Artwork
Raft Conveying Winged Bull to Baghdad

Raft Conveying Winged Bull to Baghdad is a watercolor work on paper by the Romanticist artist Frederick Charles Cooper. It dates from 1850 and is held in the collection of the Victoria and Albert Museum.
About this work
They sat for centuries in Nimrud before being loaded on rafts made of animal skins and wood.
This watercolour shows a raft carrying an ancient Assyrian winged bull. Made around 1849–50, it’s a quick sketch of how massive statues traveled down the Tigris.
The bulls were dug up in Iraq by Austen Henry Layard. They sat for centuries in Nimrud before being loaded on rafts made of animal skins and wood.

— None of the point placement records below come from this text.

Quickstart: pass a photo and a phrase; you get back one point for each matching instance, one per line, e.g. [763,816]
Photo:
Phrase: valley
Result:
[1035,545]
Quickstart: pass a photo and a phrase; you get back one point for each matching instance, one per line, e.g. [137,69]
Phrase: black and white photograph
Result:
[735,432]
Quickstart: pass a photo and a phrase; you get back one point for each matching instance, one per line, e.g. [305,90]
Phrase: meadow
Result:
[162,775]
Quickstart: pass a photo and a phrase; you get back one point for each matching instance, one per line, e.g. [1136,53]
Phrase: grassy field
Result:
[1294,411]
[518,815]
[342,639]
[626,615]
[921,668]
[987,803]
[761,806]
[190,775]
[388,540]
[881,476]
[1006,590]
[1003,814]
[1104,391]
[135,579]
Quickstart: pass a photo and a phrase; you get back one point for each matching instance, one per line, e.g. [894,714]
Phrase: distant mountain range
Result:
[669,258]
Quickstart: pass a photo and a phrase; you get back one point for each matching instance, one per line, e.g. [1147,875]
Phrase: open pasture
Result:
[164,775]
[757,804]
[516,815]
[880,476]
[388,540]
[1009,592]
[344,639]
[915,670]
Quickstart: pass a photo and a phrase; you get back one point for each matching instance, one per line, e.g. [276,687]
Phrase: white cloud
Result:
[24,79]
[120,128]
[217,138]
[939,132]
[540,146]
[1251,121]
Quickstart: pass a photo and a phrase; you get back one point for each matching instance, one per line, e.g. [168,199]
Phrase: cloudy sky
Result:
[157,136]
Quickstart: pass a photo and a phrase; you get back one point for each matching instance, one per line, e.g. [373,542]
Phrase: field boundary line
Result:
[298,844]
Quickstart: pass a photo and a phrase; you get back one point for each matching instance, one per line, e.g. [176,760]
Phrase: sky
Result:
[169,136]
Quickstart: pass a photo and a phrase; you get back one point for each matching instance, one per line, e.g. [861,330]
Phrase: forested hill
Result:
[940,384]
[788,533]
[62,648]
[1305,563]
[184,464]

They’re now at the Victoria and Albert Museum. Check out the museum’s Assyrian galleries next time you’re in London.
Overview
This watercolor, executed around 1849–1850, records a stage in the transport of an Assyrian winged bull from the ruins of Nimrud on the Tigris River. The sketch captures a raft laden with the massive stone sculpture, its head emerging from a protective covering, as it drifts downstream toward the Persian Gulf.
Subject & Meaning
The image documents a moment in the 19th‑century movement of ancient Near Eastern artifacts to Europe. By depicting the bull on a makeshift raft, the work highlights both the physical scale of the monument and the logistical challenges involved in moving such objects across a river.
Technique & Style
Rendered in watercolor, the piece employs swift washes and limited detail to convey the scene’s immediacy. The artist suggests the raft’s inflated goat and sheep skins and wooden frame through loose brushwork, while the bull’s form is hinted rather than fully rendered, emphasizing the overall composition over precise rendering.
History & Provenance
The winged bull was excavated by Austen Henry Layard under the auspices of the British Museum, after remaining at Nimrud for roughly 2,730 years. Loaded onto traditional skin‑inflated rafts, the statue traveled six hundred miles down the Tigris to Basra, where it was transferred to British naval vessels for the long sea journey to England.
Context
Layard, who spoke Arabic and Persian, organized local crews for the removal and transport of the monument. Although the watercolor’s creator was not present at the actual loading, he likely reconstructed the scene from Layard’s own sketches and accounts, reflecting contemporary interest in archaeological discovery and imperial acquisition.
Artist & collection
Artist
Frederick Charles Cooper painted watercolours of Ottoman-era landmarks he saw in 1849.